HSBC’s Exit Is Another Bank’s Gain
Need another reminder that scale matters?
This past Wednesday, London-based HSBC Holdings announced its plans to exit retail banking for most individual and small business customers in the United States. While the 13th largest bank by assets in the country intends to retain a small physical presence, it does so to serve high net worth clients in the U.S.
So what gives? Noel Quinn, Group Chief Executive of HSBC, stated in a press release about the move:
“We are pleased to announce the sale of the domestic mass market of our US retail banking business. They are good businesses, but we lacked the scale to compete.”
Year after year, we survey officers and directors to gauge their appetite for growth. And year after year, scale is an underlying theme that ties back to an institution's survival.
Readers appreciate the challenges facing many in our highly competitive industry.
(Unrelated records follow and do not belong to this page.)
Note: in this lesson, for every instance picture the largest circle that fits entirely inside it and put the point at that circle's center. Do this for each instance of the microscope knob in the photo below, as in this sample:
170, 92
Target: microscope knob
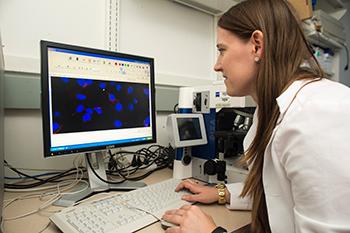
210, 167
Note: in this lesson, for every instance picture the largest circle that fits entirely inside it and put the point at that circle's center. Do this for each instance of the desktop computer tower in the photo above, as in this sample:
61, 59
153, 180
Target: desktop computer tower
1, 129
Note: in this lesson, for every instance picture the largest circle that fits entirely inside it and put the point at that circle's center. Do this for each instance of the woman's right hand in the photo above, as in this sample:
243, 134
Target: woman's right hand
200, 193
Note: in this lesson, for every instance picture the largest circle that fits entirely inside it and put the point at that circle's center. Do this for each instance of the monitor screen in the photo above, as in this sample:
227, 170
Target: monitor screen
186, 130
94, 99
189, 128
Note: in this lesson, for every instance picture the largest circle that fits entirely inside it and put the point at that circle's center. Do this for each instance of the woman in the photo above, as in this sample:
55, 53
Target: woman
298, 146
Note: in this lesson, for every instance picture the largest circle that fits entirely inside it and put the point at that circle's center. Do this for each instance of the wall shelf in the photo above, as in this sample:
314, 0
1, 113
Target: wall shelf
321, 40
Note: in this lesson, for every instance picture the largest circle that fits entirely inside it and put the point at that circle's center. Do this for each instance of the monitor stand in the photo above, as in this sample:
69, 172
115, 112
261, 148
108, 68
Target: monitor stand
95, 184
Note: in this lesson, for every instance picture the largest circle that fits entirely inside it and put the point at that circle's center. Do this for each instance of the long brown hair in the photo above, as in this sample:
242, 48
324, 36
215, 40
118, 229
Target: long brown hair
284, 55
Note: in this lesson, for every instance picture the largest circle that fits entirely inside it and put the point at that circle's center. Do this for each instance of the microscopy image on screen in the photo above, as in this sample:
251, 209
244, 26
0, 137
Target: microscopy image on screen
80, 105
189, 129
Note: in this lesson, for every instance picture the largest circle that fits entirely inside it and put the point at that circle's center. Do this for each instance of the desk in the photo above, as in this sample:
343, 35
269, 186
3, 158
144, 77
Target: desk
231, 220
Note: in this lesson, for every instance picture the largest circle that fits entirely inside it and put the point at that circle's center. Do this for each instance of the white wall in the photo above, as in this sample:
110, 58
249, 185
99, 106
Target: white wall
180, 39
344, 75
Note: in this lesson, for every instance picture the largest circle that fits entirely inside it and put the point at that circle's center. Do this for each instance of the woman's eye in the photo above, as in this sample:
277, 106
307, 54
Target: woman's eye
221, 51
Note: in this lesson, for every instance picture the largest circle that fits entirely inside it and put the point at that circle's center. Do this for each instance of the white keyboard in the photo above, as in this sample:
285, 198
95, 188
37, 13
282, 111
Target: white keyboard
121, 213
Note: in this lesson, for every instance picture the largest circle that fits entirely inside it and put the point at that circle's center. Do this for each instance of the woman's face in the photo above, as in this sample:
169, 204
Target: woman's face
237, 64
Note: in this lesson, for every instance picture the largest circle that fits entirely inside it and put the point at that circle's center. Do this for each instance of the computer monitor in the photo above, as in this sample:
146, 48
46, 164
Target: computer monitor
185, 130
94, 100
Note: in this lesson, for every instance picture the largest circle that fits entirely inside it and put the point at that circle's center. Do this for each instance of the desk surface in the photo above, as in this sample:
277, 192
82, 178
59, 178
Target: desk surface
229, 219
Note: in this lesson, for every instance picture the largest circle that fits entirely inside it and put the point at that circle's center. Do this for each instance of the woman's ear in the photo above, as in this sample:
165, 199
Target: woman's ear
257, 39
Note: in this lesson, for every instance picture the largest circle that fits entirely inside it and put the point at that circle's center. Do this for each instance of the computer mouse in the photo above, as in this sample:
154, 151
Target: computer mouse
165, 224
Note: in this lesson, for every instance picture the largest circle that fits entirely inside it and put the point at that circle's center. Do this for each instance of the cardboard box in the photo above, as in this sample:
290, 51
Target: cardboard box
303, 8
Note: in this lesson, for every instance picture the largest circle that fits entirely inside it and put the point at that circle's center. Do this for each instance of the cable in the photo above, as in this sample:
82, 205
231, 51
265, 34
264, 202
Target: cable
347, 56
56, 195
99, 177
162, 157
176, 108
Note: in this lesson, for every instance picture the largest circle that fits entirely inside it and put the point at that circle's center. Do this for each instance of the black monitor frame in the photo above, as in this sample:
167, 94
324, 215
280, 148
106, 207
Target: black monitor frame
96, 174
45, 96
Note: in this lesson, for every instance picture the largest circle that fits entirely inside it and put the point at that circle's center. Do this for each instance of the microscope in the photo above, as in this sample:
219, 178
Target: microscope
226, 120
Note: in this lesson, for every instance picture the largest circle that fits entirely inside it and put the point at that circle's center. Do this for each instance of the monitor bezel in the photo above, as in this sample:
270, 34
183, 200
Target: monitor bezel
45, 105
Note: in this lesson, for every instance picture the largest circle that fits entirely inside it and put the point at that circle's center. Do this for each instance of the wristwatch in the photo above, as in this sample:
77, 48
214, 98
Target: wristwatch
219, 230
221, 193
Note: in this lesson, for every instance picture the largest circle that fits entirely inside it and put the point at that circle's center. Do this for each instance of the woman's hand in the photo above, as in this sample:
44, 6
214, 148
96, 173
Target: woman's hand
190, 219
201, 193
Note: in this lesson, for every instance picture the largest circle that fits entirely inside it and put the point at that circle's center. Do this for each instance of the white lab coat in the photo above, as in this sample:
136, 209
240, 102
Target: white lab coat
306, 173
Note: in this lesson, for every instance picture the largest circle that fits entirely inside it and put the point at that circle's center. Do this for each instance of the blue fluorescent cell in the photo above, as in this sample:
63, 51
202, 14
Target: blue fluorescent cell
103, 85
55, 126
89, 81
80, 108
146, 122
118, 87
81, 96
81, 82
117, 123
84, 82
86, 117
66, 80
98, 110
89, 111
118, 107
111, 97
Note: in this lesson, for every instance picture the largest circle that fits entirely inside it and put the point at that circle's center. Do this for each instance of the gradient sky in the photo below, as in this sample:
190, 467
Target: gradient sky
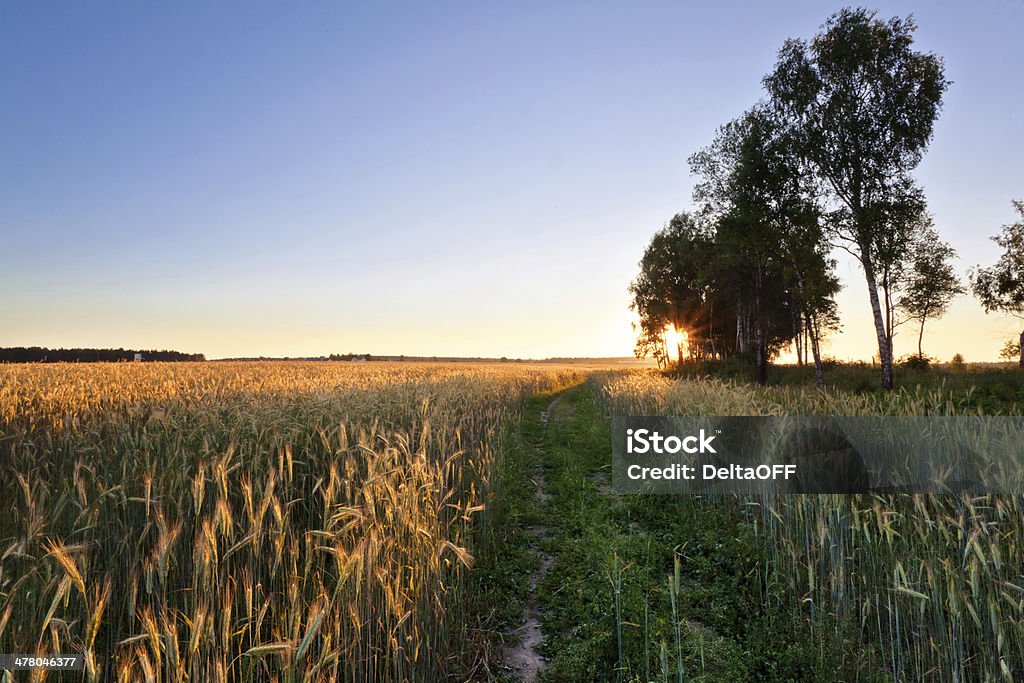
425, 178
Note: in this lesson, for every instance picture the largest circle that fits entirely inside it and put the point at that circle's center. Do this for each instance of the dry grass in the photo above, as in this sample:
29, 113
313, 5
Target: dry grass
247, 521
933, 584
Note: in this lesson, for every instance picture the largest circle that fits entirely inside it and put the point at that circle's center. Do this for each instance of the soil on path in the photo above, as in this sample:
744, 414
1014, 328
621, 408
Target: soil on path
522, 657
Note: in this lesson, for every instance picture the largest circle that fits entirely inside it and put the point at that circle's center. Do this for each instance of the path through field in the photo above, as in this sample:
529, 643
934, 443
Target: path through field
522, 656
599, 605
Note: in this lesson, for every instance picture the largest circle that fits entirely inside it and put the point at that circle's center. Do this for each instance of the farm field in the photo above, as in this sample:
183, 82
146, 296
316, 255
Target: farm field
428, 521
248, 521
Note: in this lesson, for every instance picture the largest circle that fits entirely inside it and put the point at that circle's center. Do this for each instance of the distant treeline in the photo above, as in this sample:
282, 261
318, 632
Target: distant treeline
41, 354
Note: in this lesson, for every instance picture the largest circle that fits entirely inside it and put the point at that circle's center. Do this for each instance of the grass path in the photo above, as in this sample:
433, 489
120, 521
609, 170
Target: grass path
522, 655
627, 588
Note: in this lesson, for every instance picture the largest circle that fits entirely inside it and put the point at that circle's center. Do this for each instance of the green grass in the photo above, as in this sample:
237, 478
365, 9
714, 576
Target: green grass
990, 389
608, 596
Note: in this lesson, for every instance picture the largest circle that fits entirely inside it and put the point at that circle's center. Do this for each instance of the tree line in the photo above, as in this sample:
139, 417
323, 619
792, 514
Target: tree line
822, 162
41, 354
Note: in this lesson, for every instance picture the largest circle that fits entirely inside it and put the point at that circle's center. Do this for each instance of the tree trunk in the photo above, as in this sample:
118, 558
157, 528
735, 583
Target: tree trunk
819, 371
798, 337
885, 350
760, 332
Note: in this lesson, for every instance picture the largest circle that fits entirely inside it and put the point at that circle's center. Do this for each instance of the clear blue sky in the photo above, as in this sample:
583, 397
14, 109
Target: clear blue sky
424, 178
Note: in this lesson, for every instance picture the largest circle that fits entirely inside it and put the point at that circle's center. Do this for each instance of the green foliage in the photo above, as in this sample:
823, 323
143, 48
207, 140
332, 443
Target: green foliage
1000, 287
1011, 350
915, 363
862, 104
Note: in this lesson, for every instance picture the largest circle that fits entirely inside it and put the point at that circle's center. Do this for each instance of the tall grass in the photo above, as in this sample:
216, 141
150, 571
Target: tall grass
932, 585
247, 521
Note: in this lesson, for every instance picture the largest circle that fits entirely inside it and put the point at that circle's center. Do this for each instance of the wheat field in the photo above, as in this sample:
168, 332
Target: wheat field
248, 521
932, 585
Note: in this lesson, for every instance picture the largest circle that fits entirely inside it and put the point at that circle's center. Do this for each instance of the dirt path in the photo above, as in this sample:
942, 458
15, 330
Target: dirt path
522, 657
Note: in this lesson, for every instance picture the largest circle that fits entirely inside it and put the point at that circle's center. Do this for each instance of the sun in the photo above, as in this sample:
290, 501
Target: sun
675, 339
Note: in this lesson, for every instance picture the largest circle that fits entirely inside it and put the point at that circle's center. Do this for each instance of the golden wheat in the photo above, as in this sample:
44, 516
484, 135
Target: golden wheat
247, 521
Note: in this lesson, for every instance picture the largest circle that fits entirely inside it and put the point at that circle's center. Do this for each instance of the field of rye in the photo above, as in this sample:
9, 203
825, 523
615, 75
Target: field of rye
247, 521
906, 588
Today, as one business gets smaller, two others stand to benefit.
Citizens Bank, part of Providence, Rhode Island-based Citizens Financial Group, agreed to purchase HSBC’s East Coast mass market and retail business banking businesses, which includes 80 branches and around 800,000 customer relationships with approximately $9.2 billion in deposits and $2.2 billion in loans.
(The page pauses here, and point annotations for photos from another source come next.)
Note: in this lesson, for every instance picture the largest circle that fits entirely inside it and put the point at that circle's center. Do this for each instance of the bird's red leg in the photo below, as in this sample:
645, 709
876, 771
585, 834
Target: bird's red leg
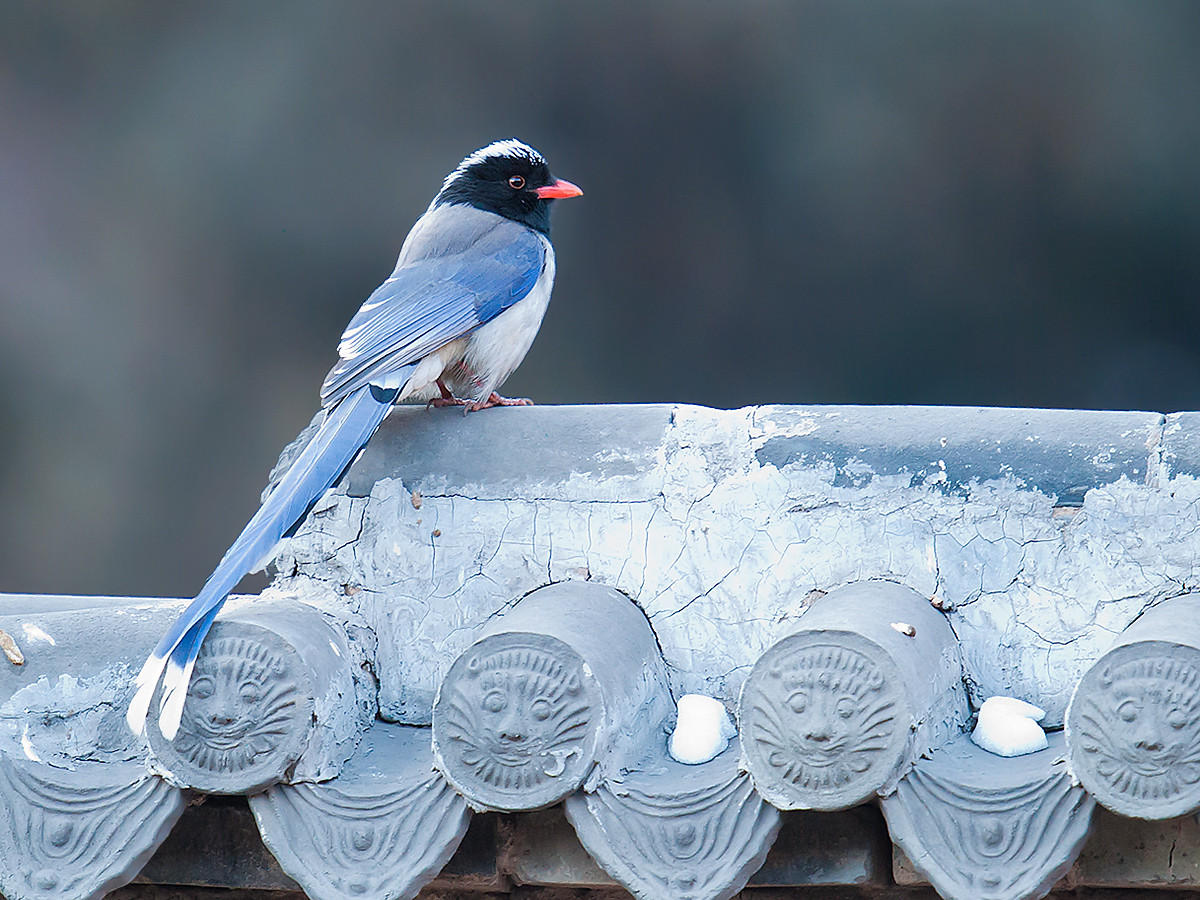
447, 400
496, 400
In parallel, Los Angeles-based Cathay Bank, the bank unit of Cathay General Bancorp, entered into an agreement to purchase the West Coast mass market and retail business banking businesses — including 10 branches and approximately 50,000 customer relationships with $1 billion in deposits and $800 million of outstanding loans.
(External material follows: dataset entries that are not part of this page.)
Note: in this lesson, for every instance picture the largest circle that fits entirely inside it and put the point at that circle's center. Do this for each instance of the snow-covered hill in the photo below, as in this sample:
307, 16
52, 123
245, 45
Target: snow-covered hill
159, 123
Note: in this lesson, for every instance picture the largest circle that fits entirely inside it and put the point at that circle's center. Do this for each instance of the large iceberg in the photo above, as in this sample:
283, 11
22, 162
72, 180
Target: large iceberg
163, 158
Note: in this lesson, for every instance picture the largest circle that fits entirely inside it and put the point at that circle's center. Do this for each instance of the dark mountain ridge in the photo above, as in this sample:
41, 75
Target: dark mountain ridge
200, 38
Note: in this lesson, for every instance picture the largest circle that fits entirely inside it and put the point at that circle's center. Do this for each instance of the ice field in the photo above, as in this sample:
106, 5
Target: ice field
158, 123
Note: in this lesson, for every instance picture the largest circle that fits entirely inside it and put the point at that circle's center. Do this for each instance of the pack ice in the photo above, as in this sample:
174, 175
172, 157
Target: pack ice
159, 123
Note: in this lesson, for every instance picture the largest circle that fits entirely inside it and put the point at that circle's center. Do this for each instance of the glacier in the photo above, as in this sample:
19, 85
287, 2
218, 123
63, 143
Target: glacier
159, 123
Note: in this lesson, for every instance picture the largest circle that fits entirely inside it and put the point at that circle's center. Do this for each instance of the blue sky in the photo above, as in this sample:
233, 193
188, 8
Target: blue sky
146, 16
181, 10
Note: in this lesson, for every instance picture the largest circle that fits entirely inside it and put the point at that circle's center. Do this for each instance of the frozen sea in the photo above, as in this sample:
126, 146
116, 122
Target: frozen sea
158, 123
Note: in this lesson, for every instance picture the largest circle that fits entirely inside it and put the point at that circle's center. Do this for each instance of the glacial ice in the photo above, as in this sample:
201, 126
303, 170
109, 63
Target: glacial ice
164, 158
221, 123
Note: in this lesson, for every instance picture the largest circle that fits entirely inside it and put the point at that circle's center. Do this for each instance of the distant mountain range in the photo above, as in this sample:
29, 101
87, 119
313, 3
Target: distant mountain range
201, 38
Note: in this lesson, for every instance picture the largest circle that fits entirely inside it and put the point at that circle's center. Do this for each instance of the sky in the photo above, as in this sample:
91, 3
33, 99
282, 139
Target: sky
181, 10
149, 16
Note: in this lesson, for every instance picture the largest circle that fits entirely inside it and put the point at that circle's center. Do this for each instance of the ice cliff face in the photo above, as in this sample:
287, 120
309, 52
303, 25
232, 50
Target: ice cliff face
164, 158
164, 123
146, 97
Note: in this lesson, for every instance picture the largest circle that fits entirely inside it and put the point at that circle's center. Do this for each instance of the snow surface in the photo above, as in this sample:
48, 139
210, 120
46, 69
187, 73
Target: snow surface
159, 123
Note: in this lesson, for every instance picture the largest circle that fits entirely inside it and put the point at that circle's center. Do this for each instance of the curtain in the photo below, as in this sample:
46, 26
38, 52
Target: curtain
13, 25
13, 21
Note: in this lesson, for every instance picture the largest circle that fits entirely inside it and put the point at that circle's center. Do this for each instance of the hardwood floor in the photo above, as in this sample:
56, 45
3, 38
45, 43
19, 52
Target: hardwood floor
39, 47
In the same week, Detroit-based TCF Financial Corp. announced plans to sell 14 branches to Michigan City, Indiana-based Horizon Bancorp in exchange for regulatory approval of its deal to sell to Huntington Bancshares.
Given low interest rates, banks have been able to pick up branches and deposits when the pricing for such deposits is low.
Citizens said it paid a 2% premium for the deposits and estimated that the branch deal is immediately accretive to earnings per share, generating an internal rate of return of about 20%. Horizon Bancorp noted it’s paying a 1.75% deposit premium to buy the Michigan branches.
Banks clearly have not lost interest in buying branches and acquiring deposits, following the logic of buying when prices are low. But these branch deals are about so much more: acquiring customer relationships, improving balance sheets and growing loans.
Banking’s “great game” — M&A — continues to pick up speed as we head into warmer months. This week’s announcement from HSBC shows once again that scale really does matter. And so does timing.